In the present study, we classified seromas into two groups based on their severity in accordance with the Clavien‒Dindo Classification (CDC) [24], considering that the CDC is indeed recognized worldwide, with the number of citations increasing from 1 in 2009 to 524 in 2017 [25]. Seromas that resorbed spontaneously and seromas that required a single puncture were grouped as Type A, corresponding to CDC Grade I (deviation of the normal postoperative course), because we believe that a single puncture simply performed at the surgeon’s office at the first postoperative visit, without having to refer the patient to the imaging department, is not severe enough to be included in the same category as cases requiring many visits and punctures as well as cases requiring reoperation, which were included in Type B, corresponding to CDC Grade III (surgical, endoscopic, or radiological intervention). We did not observe any cases corresponding to CDC Grade II (requiring pharmacological treatment) or, fortunately, Grade IV (life-threatening complications), which is a level that would be highly unlikely in this kind of surgery.

A possible limitation of using the surgical technique applied in the series is not linked to the quilting procedure but to the technique of repairing the abdominal wall. The quilting does indeed simply consist of an adjunct aimed at reducing seroma incidence, which can be applied when large subcutaneous dissection is performed. Therefore, it may be expected that this technique is applicable to different endoscopic techniques involving subcutaneous approaches, including prosthetic techniques.

The main weaknesses of the study are its nonrandomized nature, the fact that the numbers of patients in both groups were different and also that the patients were operated on at two consecutive periods of time. Nevertheless, the data were prospectively collected, the global study period was short, the basic technique of repair was the same, and comparisons between both procedures took place during two consecutive periods.

Moreover, there were no significant differences between the groups of patients concerning the type or size of hernia, the type of hospitalization, the number of pregnancies, or the history of surgery on the abdominal wall.

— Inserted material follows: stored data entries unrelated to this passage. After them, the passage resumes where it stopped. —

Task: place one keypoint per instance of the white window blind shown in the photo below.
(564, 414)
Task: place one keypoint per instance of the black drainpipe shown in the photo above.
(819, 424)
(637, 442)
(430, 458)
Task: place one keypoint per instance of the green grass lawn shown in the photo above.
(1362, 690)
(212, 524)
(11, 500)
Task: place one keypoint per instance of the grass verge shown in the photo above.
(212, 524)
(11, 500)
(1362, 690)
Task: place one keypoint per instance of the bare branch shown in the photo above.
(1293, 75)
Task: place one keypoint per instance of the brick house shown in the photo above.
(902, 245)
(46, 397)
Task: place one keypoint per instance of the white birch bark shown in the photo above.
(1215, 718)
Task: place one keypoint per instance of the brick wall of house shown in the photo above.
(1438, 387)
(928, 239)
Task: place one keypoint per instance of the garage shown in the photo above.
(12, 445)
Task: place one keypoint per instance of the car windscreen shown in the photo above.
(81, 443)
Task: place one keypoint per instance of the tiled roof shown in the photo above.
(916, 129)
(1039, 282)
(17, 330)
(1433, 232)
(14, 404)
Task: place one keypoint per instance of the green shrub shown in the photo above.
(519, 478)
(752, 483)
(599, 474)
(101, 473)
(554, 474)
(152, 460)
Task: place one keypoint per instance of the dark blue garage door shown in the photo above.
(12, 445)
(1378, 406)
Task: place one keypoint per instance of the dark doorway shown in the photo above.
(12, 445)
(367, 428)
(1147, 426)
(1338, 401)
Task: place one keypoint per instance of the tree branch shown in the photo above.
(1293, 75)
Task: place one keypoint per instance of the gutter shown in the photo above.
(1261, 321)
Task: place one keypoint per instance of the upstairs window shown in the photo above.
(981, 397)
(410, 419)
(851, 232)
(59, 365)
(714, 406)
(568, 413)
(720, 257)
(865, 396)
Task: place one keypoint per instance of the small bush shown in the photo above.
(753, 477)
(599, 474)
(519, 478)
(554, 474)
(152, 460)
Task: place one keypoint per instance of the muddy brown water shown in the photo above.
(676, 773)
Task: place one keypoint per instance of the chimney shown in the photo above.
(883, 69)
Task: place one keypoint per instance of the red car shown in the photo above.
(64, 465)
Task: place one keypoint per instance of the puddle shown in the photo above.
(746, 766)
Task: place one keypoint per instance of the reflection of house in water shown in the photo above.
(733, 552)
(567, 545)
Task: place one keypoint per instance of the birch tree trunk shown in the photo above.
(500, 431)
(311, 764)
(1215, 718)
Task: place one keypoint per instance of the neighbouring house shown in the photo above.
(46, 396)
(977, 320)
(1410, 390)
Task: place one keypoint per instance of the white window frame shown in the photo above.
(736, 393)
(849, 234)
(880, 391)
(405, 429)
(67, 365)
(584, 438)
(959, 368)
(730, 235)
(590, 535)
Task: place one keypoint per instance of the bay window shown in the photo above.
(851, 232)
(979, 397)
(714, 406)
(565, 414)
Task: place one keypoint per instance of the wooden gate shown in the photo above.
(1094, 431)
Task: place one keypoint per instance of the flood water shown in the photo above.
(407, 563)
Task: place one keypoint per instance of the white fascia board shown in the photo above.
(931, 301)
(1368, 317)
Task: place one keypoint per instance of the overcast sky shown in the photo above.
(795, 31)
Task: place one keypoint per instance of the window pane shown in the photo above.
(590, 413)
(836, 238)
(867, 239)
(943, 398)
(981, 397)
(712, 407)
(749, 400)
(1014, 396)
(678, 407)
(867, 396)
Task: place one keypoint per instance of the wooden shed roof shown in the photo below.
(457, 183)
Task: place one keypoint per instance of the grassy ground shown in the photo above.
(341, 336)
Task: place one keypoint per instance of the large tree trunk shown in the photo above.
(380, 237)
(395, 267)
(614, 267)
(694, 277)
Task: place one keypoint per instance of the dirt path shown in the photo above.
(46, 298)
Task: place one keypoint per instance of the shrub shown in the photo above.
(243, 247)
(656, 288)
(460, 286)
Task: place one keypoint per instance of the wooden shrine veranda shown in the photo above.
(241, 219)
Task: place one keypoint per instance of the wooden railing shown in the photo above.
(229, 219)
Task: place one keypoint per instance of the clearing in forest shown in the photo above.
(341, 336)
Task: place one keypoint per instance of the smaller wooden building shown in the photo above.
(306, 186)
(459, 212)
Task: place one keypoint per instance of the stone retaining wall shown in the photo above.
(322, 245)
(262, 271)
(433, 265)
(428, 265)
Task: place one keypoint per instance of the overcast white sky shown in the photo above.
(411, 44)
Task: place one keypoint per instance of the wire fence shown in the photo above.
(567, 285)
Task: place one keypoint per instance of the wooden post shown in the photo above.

The main strengths of the study are that it was carried out on a continuous series of non-selected consecutive patients operated on with the same technique of repair performed by the same two experienced surgeons and that no patient or seroma was excluded.

Conclusion

The quilting technique, adapted to the endoscopic-assisted bilayer suturing technique for the repair of combined VH and DR, can significantly reduce the incidence and severity of postoperative seromas.

Considering that seroma formation is essentially related to subcutaneous dissection, it may be expected that the endoscopic-assisted quilting procedure might be useful for reducing seroma formation after other types of endoscopic techniques for repairing the abdominal wall involving extended subcutaneous dissection.